The township claims that the old building is in dire need of repairs, and they want us seniors to pay for the repairs or face eviction.
Many of us live on a pension or fixed income and do not have access to the kind of money required to make these repairs, and do not want, or are not able to drive to another town for socializing.
After spending our entire lives working hard to benefit the community, it is unacceptable that this is how they repay us; many of the members of the hall have lived in Wellington County their entire lives.
The hall is vital to both the mental and physical wellbeing of Arthur seniors, hosting exercise groups and gatherings to keep us sharp and on our toes. Seniors need seniors, and we are very upset that our place of gathering could be lost forever.

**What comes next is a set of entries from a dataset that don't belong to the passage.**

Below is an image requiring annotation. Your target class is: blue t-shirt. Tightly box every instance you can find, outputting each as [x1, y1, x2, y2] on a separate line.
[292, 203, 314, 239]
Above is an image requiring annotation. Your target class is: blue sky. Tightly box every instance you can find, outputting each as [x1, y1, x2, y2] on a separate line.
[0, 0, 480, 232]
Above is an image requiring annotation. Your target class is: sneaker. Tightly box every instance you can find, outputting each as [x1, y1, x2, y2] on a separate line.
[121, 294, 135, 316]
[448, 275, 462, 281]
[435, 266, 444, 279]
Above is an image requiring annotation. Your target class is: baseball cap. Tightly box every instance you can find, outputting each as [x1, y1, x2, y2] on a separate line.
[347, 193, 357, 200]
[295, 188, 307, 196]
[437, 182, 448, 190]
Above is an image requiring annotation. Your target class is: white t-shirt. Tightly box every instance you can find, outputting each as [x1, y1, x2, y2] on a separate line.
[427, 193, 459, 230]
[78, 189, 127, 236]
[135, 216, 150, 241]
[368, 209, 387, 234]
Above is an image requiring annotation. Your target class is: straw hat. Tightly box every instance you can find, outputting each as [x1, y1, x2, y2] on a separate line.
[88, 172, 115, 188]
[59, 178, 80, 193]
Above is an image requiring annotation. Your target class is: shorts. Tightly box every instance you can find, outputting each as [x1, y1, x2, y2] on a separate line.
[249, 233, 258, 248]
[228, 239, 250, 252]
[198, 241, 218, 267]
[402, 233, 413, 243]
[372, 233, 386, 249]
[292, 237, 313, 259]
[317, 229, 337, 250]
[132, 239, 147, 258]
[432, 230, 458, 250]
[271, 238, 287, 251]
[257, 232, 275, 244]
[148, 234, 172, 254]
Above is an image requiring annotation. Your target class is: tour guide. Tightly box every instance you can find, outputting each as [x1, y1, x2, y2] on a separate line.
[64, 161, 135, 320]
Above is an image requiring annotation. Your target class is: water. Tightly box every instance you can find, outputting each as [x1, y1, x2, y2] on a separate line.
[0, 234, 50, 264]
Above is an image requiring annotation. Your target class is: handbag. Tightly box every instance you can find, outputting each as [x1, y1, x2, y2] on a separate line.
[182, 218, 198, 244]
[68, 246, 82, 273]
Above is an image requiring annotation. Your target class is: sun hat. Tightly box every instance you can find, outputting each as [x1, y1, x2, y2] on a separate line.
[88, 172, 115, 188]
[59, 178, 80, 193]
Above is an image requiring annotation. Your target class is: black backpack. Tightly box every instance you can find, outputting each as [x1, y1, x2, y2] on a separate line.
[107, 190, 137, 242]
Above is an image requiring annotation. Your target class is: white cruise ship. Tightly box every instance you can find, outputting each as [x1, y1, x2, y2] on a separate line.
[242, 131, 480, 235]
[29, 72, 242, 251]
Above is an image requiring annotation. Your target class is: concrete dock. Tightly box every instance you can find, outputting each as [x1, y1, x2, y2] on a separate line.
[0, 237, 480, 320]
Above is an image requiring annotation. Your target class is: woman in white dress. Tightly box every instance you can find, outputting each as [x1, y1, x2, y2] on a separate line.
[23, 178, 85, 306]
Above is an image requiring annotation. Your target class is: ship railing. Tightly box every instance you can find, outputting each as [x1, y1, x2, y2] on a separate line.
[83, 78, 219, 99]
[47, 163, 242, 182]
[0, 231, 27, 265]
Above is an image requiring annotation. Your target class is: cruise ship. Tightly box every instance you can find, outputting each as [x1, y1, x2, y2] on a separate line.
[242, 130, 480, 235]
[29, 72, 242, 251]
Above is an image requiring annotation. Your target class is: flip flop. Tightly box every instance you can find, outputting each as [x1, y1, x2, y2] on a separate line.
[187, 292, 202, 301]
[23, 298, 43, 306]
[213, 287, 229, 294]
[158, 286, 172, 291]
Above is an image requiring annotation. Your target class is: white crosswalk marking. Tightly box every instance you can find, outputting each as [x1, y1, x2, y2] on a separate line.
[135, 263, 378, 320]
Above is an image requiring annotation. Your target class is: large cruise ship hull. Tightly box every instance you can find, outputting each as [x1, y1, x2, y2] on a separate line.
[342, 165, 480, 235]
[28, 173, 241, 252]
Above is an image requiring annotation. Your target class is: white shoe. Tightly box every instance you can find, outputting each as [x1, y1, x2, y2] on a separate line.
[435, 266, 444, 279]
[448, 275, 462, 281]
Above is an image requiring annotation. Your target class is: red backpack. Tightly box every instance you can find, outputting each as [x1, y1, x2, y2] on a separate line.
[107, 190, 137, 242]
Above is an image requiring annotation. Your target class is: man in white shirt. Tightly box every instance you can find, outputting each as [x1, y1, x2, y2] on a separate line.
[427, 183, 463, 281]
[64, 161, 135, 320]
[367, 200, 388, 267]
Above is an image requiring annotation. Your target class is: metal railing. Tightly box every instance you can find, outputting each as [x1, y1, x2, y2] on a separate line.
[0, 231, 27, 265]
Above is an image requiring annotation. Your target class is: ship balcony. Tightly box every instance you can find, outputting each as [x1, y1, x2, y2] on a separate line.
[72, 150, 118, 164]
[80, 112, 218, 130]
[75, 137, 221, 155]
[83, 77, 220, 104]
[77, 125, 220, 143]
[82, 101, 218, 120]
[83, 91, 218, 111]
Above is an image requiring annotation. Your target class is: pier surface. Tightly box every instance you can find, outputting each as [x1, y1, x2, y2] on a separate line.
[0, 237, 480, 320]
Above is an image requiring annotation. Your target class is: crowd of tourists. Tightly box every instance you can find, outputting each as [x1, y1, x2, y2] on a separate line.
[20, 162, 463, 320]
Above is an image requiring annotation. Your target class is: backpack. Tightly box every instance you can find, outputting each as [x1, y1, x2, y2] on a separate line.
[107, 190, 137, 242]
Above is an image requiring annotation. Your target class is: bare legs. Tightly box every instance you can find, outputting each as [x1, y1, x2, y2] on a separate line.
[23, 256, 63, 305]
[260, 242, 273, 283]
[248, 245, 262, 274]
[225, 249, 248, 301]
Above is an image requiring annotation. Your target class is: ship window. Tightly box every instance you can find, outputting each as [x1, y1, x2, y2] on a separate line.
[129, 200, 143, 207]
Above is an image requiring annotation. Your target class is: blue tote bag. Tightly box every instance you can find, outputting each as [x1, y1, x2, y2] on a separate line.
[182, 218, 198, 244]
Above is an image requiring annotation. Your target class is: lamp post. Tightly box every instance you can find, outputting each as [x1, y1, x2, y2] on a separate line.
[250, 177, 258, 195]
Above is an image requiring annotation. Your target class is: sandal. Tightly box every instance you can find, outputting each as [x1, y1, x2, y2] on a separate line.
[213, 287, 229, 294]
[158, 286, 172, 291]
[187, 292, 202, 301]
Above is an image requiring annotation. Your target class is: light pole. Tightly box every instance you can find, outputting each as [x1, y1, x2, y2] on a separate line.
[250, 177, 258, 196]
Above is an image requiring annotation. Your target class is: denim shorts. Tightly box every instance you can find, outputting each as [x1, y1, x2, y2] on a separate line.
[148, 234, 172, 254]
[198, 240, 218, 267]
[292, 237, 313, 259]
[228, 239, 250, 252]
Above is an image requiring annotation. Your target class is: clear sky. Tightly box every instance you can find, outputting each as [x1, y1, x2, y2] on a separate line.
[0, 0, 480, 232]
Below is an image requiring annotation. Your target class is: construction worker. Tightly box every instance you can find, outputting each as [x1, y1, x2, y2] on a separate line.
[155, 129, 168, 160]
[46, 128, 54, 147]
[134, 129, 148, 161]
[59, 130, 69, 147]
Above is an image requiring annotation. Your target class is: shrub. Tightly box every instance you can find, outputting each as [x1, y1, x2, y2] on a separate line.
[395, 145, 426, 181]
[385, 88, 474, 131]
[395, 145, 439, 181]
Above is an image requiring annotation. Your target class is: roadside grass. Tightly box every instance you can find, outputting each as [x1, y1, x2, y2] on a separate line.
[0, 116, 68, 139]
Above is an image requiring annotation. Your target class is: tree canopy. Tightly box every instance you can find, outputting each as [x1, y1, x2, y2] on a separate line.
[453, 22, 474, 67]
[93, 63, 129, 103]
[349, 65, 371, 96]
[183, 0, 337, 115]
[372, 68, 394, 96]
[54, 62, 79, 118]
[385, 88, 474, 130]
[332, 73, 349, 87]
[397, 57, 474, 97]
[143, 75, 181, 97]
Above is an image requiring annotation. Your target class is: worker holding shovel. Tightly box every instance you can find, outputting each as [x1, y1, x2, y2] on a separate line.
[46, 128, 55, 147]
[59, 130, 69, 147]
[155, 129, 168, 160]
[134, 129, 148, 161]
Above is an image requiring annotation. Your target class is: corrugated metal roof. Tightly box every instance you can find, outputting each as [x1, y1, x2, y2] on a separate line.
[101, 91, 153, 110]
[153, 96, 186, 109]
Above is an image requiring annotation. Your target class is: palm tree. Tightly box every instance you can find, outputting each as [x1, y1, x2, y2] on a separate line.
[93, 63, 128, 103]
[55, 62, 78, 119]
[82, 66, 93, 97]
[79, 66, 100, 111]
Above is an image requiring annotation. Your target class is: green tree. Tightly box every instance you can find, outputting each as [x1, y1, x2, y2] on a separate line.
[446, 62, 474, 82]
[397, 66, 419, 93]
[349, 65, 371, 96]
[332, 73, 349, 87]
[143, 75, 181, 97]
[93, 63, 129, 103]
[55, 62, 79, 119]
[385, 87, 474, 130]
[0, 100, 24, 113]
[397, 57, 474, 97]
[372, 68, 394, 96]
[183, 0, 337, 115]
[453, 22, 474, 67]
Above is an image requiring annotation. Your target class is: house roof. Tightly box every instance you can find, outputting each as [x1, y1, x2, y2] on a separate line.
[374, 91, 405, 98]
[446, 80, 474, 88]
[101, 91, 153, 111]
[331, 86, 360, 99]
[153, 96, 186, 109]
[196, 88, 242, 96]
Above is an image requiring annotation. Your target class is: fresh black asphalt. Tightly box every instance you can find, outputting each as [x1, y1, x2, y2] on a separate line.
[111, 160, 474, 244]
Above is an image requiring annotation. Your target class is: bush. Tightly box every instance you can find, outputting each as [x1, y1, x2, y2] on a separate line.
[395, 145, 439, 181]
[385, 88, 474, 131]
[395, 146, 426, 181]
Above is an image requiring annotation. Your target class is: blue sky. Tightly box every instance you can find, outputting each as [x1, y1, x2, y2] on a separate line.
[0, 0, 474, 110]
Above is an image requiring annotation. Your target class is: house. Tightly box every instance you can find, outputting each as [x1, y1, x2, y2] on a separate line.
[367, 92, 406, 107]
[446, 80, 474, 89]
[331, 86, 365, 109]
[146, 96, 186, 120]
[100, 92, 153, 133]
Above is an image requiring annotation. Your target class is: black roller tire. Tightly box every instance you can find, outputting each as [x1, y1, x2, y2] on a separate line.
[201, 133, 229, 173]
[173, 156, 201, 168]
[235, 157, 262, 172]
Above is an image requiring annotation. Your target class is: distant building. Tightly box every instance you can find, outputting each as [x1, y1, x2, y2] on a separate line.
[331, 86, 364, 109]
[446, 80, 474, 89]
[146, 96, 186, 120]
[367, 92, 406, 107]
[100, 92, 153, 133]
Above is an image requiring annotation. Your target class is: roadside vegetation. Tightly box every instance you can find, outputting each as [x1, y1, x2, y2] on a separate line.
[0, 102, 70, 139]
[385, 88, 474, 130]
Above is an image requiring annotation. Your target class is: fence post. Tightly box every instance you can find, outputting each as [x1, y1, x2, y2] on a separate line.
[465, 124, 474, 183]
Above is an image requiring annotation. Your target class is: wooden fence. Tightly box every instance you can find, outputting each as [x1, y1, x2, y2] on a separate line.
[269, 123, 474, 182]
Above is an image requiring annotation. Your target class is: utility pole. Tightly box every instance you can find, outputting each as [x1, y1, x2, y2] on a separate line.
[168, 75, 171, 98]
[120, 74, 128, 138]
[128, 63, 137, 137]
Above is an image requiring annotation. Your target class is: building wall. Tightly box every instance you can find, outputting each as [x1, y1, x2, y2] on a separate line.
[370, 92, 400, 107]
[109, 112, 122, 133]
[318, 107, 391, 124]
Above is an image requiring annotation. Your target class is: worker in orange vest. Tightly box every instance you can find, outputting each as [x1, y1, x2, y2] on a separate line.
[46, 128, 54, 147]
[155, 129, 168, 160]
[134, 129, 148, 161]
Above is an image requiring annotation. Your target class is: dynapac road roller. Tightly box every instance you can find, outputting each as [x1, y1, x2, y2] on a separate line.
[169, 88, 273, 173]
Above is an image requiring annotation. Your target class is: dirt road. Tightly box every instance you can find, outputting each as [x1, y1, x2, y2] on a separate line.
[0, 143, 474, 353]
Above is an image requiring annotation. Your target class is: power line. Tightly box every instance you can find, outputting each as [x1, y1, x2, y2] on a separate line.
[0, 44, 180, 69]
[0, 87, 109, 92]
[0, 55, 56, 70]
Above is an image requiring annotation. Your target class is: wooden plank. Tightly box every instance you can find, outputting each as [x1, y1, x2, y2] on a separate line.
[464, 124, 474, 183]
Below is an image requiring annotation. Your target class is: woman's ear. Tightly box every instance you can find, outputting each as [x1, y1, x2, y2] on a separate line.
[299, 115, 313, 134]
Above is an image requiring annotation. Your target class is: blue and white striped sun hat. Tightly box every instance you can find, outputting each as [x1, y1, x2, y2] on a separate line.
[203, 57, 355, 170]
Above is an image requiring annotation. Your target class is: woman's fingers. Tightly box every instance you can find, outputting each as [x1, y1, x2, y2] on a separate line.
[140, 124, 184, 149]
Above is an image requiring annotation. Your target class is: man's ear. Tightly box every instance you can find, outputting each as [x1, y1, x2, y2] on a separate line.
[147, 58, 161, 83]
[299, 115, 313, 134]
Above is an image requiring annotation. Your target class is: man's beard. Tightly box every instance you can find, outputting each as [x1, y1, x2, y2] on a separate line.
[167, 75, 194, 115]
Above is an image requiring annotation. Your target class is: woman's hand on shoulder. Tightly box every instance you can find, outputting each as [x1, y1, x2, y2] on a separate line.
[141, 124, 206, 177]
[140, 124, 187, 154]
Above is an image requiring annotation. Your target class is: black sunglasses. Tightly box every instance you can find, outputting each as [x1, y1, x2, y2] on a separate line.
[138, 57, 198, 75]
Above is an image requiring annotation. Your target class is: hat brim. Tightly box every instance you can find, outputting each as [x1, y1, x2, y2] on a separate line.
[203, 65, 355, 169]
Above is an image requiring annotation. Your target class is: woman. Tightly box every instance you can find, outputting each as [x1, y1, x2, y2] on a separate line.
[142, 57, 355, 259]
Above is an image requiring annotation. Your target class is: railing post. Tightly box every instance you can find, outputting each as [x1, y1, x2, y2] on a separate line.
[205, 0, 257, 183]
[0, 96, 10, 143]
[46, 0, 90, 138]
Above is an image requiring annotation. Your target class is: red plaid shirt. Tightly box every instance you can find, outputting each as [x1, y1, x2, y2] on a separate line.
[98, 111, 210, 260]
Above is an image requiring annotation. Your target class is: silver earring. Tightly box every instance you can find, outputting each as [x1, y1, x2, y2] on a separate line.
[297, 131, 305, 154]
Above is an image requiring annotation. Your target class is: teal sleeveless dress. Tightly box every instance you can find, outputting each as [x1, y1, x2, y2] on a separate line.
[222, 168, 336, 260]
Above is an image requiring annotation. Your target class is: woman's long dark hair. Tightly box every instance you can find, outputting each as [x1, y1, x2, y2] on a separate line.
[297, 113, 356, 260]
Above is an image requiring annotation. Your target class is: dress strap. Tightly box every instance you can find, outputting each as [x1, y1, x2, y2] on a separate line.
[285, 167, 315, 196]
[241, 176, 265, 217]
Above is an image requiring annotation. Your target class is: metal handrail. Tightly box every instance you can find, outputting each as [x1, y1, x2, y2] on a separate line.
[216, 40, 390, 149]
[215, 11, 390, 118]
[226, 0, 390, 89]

If you agree, and are also concerned, please write to, or call, the township of Wellington North and help our voices be heard.
Muriel Morrison, Patti Dyce and Ruth Louttit,
Arthur
Town should be kept ‘tidy’
Dear Editor:
Since moving to Clifford two years ago I have found that asking the Town of Minto to clean up vacant properties is like pulling out teeth.
I know we are a small town and want to keep it that way, but we should still like to see our villages and towns look tidy.
Leaving tall grass and noxious weeds grow for months only encourages mosquitoes and coyotes.
With numerous complaints to the town and to the mayor, it makes one think we could do better and get some people in office that would promote our community.